A new Northwestern Medicine study identifies common and rare gene mutations that impact radiation resistance and sensitivity, an important step toward providing more individualized and effective radiotherapy for patients with cancer.
Radiotherapy continues to be delivered using generic schedules and doses, unlike newer targeted drug therapy that are guided by the genomics of an individual’s cancer.
“The lack of incorporation of genetic data into radiation treatment is a significant unmet clinical need,” said corresponding author Dr. Mohamed Abazeed, associate professor of Radiation Oncology at Northwestern University Feinberg School of Medicine and a Northwestern Medicine radiation oncologist.

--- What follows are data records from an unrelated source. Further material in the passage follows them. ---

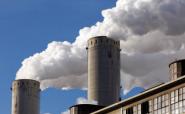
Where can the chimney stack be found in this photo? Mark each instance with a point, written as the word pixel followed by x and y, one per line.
pixel 103 70
pixel 25 97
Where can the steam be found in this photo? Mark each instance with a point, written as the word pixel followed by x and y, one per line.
pixel 152 34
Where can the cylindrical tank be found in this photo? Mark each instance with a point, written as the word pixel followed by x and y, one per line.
pixel 25 97
pixel 177 69
pixel 103 70
pixel 84 108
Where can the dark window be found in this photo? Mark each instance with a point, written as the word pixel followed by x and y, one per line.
pixel 129 111
pixel 109 54
pixel 145 108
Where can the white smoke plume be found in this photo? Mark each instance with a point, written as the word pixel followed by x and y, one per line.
pixel 152 34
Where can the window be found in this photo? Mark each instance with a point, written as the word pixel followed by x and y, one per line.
pixel 145 107
pixel 129 110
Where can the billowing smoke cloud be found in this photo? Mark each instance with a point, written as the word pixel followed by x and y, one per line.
pixel 152 34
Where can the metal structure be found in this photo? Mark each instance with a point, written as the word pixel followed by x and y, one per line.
pixel 177 69
pixel 25 97
pixel 103 70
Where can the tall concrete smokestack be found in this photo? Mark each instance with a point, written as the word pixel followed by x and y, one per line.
pixel 103 70
pixel 25 97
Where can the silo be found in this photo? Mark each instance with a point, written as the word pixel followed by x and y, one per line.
pixel 177 69
pixel 103 70
pixel 25 97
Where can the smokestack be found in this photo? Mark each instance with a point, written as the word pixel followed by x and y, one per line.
pixel 177 69
pixel 103 70
pixel 25 97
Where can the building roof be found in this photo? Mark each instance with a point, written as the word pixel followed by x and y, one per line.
pixel 143 95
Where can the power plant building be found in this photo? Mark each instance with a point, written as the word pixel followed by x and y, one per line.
pixel 104 87
pixel 166 98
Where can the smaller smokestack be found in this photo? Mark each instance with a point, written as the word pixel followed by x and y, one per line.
pixel 25 97
pixel 177 69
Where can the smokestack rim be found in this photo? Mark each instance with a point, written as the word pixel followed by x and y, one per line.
pixel 35 83
pixel 85 105
pixel 105 37
pixel 177 61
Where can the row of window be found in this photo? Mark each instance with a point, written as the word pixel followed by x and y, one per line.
pixel 173 102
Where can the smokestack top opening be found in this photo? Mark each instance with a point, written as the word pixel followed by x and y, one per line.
pixel 177 61
pixel 102 40
pixel 26 83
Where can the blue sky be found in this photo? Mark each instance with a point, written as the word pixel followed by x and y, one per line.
pixel 27 26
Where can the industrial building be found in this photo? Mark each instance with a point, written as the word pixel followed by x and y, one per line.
pixel 167 98
pixel 104 87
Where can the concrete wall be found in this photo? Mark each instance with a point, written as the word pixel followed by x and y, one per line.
pixel 25 97
pixel 103 70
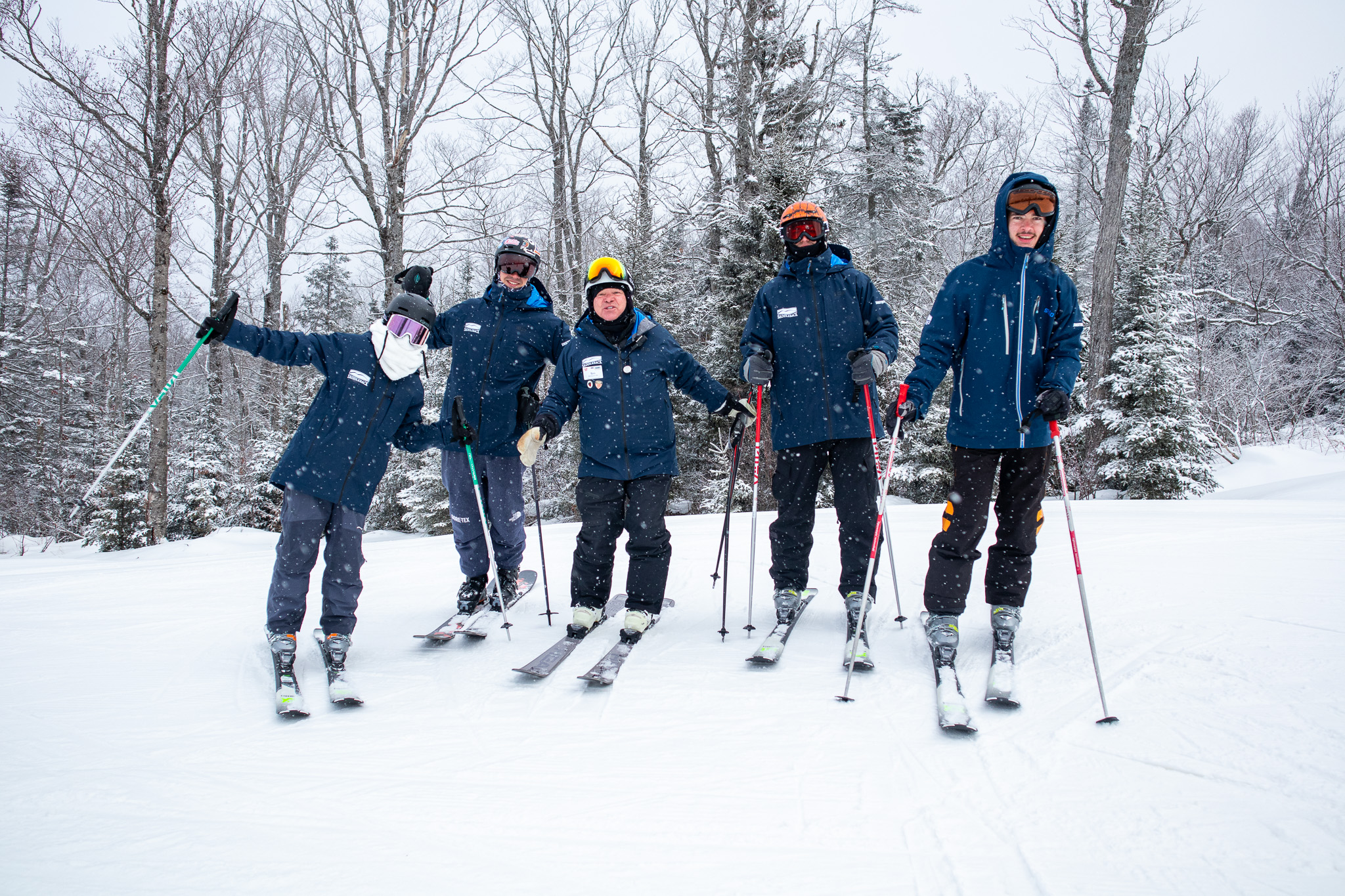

“This information ultimately will allow us to better calibrate the dose of radiation for patients in the clinic,” Abazeed said. “We can give higher doses to more resistant tumors based on their genetic mutations and a lower dose to the more sensitive cancers, allowing us to both improve treatment efficacy and reduce toxicity. The findings hasten a new paradigm in the field of radiation therapy.”
Studying tumors from 27 different types of cancer, investigators profiled 92 genes with 400 unique mutations and determined the impact of these genes on radiation response.
They developed a computational algorithm that nominated mutations in genes that were likely to affect sensitivity to radiation. Scientists tested these mutations by placing them in several human cells and assessed their impact using high-volume arrayed phenotypic profiling.
Cancer genomics spurred ‘silver bullet’ drugs; radiotherapy is more complex
“Cancer genomics over the last decade has revolutionized how we treat cancer patients from a drug perspective,” said Abazeed, also co-leader of the lung cancer program at Robert H. Lurie Comprehensive Cancer Center of Northwestern University. “If you find the right mutation in a patient’s tumor, there are now a host of drugs that can selectively target that mutation and, therefore, that tumor.”
“But radiation therapy hasn’t been able to take advantage of this now readily available genetic information, because the relationship between the cancer genome and our therapy is more complex. There are many genes that regulate the response to radiation in human tumors. It requires large-scale projects like ours to begin to tease out this complexity and identify gene targets that are clinically actionable.”
Approaching the clinic
Abazeed and colleagues have tested different dosing of radiation therapy based on the mutation in “patient avatars,” human tumors grown directly in mice.
“Our strategies appear to work in a subset of the targets we identified,” Abazeed said. The next step will be a clinical trial testing different radiation doses or combinations of radiation with other drugs based on the genetic alterations of individual tumors.
Can we use this information to protect humans from environmental radiation?
The findings also reveal important insights into the interactions between the human genome and radiation as it relates to environmental radiation exposures.
“We are all exposed to relatively low background radiation levels via the ground, air, some building materials and our food,” Abazeed said. “Astronauts and future space travelers can be exposed to considerable cosmic radiation. There is also the possibility of incidental radiation exposures via a major nuclear accident or war.”
“Understanding the interactions between our genes and radiation exposure is fundamental to both our evolution and survival as a species.”
Abazeed and his team are investigating how to alter gene activity to provide greater resistance to radiation as a person is exposed to environmental radiation and reverse these interventions later to prevent unforeseen impacts on human health, including the concern for the development of cancer.
“There are potentially ways you can give someone a drug for a short period of time to activate a gene that confers resistance to radiation and then remove the drug and return gene activity back to baseline,” he said.